Speaking of Bernie: Listening to his cosponsors talk about the bill yesterday was a reminder of why single payer is appealing on the left — in part, because it seems simpler. Not as a system to set up and pay for, but to use, as a patient.

  • Even if the rest of the Democratic Party doesn't get on board with single payer, "I do think you'll see even a number of the more centrist Democrats looking at alternatives in which there can be real progress on the cost and complexity issues," Democratic health care strategist Chris Jennings told me.
Medicare is giving doctors a lot of power over their own pay

Medicare has signaled it will rubber-stamp almost every 2018 payment proposal made by a little-known American Medical Association's panel of doctors — raising the ire of numerous advocacy groups and primary care doctors, who believe the federal government is bending to the will of the powerful medical lobby.

What we've heard: Consumer advocates and primary care doctors told Axios' Bob Herman that the Centers for Medicare and Medicaid Services is relying too heavily on an AMA panel known as the RUC, which makes recommendations about how much Medicare should pay for certain services. Its critics say it too often gives preferential treatment to more expensive procedures, at the expense of primary care.

  • "If CMS aims to obtain the best services at lowest cost, changing the payment structure to pay more to the speciality who produces the same product at higher cost makes no sense," one doctor told Bob.

Why it matters: CMS pays out roughly $100 billion per year for physician services, and its prices also affect what private insurers are willing to pay.

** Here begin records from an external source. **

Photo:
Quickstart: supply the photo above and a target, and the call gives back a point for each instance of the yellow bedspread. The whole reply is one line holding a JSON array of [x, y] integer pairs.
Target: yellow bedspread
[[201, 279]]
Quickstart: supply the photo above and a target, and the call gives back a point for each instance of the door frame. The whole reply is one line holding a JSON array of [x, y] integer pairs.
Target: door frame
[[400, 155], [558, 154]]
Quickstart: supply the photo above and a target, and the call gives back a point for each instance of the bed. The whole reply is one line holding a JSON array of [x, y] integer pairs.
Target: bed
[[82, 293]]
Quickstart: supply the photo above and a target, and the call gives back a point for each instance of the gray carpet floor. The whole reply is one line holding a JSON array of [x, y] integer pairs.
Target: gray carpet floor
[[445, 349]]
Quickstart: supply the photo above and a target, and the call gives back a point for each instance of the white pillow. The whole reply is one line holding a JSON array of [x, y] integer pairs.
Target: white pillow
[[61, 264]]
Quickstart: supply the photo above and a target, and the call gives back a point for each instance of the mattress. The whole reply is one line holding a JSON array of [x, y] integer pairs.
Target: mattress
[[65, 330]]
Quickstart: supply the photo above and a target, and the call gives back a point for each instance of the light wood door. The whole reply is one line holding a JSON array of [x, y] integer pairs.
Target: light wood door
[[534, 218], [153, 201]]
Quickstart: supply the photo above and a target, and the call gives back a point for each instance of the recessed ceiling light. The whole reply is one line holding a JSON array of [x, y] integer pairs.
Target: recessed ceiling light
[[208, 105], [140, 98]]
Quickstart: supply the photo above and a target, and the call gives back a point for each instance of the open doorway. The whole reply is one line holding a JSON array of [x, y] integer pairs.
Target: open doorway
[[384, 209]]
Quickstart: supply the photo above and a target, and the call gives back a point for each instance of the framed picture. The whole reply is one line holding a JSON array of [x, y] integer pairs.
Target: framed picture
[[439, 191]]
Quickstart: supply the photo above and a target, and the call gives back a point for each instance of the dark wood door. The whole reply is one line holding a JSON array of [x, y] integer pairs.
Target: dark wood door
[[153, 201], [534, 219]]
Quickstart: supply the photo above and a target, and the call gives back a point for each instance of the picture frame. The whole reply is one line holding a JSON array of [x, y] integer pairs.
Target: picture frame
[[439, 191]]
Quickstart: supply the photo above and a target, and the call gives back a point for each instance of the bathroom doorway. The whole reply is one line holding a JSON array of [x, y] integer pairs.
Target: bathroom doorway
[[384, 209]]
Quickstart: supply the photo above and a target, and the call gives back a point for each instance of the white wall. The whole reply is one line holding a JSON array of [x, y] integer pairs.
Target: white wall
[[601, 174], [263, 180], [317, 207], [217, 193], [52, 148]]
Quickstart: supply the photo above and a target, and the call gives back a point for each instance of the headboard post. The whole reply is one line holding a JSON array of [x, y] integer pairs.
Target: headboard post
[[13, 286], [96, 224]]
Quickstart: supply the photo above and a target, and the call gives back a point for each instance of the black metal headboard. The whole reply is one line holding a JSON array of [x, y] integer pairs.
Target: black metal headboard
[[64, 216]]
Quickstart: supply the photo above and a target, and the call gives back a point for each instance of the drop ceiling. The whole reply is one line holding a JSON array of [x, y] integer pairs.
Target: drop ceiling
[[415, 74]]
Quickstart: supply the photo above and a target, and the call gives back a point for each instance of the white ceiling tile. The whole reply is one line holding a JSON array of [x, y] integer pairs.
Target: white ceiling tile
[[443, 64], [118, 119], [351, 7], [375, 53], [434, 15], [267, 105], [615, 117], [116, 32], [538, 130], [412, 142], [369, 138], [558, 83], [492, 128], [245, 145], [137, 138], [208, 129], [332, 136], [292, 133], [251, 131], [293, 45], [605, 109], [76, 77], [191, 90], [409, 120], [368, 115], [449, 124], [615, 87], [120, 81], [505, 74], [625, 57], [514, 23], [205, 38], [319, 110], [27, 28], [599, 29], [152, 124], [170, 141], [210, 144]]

Competition lags in the exchanges...

CMS yesterday released its latest estimates of insurer participation in the ACA's exchanges.

The results:

  • 63 counties — all in Virginia — currently don't have any insurers signed up to sell plans next year. Those "bare" counties contain less than 1% of all enrollees.
  • About 28% of exchange enrollees — more than 2.6 million consumers — live in counties that are projected to only have one participating insurer next year.

By my count, that would mean roughly 70% of enrollees live in areas with at least two competing insurers. (CMS didn't do that math in its release. It only chose to highlight the number of people who wouldn't have multiple plans to choose from.)

...and less competition leads to high premiums

Competition among insurers really does help lower premiums, according to a new analysis from the consulting firm Avalere Health. Its findings:

  • In counties with just one insurer to choose from, premiums are almost 10% higher than in counties with two insurers.
  • Compared to counties with three or more insurers to choose from, premiums in one-insurer counties are an average of 15% higher.
  • Having three or more insurers also appears to lower deductibles.

How it works: There's usually a reason insurance companies aren't interested in competing in a particular region: It doesn't have a lot of the young, healthy customers insurance companies crave. Insurers do compete on price, but only when they know they've got a solid base of customers who will pay premiums without filing a lot of claims.

Caitlin Owens

What we're watching today: HELP Committee holds its fourth and final ACA stabilization hearing at 10 a.m. (livestream here).